Do I have to script this or is there an easier way to set the flag with packages deployed via policy?

koszyczj
New Contributor III

I would create a pkg in composer that stages the install Fiery pkg in a temp location, then add a postinstall script to execute the Fiery pkg install from that temp location using the -allowUntrusted flag....

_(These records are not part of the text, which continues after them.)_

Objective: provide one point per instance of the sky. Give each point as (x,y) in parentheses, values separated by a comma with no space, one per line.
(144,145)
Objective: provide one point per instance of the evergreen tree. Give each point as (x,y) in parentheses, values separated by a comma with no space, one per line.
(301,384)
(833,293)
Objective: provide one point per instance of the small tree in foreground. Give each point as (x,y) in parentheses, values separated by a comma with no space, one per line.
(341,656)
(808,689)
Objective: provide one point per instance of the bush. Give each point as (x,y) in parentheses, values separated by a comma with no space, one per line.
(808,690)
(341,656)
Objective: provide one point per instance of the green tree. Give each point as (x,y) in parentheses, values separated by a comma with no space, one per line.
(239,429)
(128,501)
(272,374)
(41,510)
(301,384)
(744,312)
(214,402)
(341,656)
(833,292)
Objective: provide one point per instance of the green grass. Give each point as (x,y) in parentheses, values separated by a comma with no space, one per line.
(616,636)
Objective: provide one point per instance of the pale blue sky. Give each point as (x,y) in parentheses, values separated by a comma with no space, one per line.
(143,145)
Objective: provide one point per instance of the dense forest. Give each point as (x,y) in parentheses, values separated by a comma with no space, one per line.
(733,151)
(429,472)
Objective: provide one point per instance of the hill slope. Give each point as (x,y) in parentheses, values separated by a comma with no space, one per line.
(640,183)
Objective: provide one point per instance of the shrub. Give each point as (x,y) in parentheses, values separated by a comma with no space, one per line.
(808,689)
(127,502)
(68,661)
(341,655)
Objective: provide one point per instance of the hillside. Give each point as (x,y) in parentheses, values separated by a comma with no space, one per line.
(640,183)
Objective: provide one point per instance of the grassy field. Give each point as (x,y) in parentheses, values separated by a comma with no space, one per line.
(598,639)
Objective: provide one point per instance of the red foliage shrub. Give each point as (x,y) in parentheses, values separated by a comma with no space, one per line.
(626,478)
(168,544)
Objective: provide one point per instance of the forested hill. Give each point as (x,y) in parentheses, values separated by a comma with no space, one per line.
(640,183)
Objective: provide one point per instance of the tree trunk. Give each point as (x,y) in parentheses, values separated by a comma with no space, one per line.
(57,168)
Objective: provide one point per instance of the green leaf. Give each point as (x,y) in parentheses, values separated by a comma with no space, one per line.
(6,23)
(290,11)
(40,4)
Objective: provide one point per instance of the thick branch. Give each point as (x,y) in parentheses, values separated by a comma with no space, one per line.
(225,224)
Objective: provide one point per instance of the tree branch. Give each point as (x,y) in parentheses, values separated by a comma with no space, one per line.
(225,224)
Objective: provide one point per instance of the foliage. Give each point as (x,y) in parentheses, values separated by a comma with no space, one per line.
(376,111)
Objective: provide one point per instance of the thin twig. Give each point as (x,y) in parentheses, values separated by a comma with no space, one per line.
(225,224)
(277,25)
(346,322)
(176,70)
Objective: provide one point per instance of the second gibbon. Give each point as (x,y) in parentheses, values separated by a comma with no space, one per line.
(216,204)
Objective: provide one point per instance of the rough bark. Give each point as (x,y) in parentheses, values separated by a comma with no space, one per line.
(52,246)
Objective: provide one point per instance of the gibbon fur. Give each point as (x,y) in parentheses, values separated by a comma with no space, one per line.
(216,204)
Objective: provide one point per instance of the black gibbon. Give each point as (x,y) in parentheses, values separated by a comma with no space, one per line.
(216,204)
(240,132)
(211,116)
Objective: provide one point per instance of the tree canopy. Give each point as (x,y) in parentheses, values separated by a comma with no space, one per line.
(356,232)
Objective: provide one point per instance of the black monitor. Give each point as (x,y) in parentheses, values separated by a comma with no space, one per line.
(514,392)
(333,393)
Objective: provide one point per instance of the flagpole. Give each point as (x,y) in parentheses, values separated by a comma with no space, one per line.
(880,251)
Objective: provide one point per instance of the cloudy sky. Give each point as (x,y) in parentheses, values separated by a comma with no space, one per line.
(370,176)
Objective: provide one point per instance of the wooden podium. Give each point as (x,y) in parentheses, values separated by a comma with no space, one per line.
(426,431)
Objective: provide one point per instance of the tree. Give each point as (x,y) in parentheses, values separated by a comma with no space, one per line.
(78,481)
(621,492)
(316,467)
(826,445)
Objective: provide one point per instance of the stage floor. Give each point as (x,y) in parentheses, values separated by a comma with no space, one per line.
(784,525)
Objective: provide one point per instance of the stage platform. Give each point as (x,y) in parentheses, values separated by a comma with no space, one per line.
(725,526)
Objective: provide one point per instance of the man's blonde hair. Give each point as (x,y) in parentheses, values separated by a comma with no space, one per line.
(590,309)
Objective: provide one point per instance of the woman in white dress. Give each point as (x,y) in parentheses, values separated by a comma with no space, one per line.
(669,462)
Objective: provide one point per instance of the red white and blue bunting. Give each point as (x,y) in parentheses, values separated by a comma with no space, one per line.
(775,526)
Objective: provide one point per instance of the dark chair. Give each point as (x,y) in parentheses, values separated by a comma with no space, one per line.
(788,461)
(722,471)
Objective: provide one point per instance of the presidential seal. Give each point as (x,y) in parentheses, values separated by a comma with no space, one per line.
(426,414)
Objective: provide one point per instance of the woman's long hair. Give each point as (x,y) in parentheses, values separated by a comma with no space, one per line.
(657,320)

/usr/sbin/installer -pkg /Pathtopkg/whatever.pkg -target / -allowUntrusted

Then you can just add a line to delete the Fiery pkg to clean everything up.

gskibum
Contributor III

Ah I see. I've never come across the need to do that. That is an awesome trick you've got up your sleeve there!

admin_eit
New Contributor

I have just had the same issue and although the driver worked to print there was not full functionality available. The fiery driver was crossed out when trying to select the fiery functions from the printer. On investigation if you go to http://fieryforums.efi.com/showthread.php/6520-Mac-software-installation-issues?s=edee375a94503928fd9e1f882aa7c1c8
You will see that EFI actually provide the certificate and have an updated version available.
Hope that helps other who have issues with the Xerox 550 560 fiery driver

stevewood
Honored Contributor II
Honored Contributor II

@gskibum multiple ways, something about cats, etc.... If you have AutoPkg(r) setup somewhere, you can create a Fiery driver package that will install without needing to go the Composer route. @foigus has a wonderful write up on his blog, Trial By Fiery. I've followed this process several times over the last few months, and each time I get a pretty little PKG file that I can deploy straight from Jamf Pro without having to do any further changes.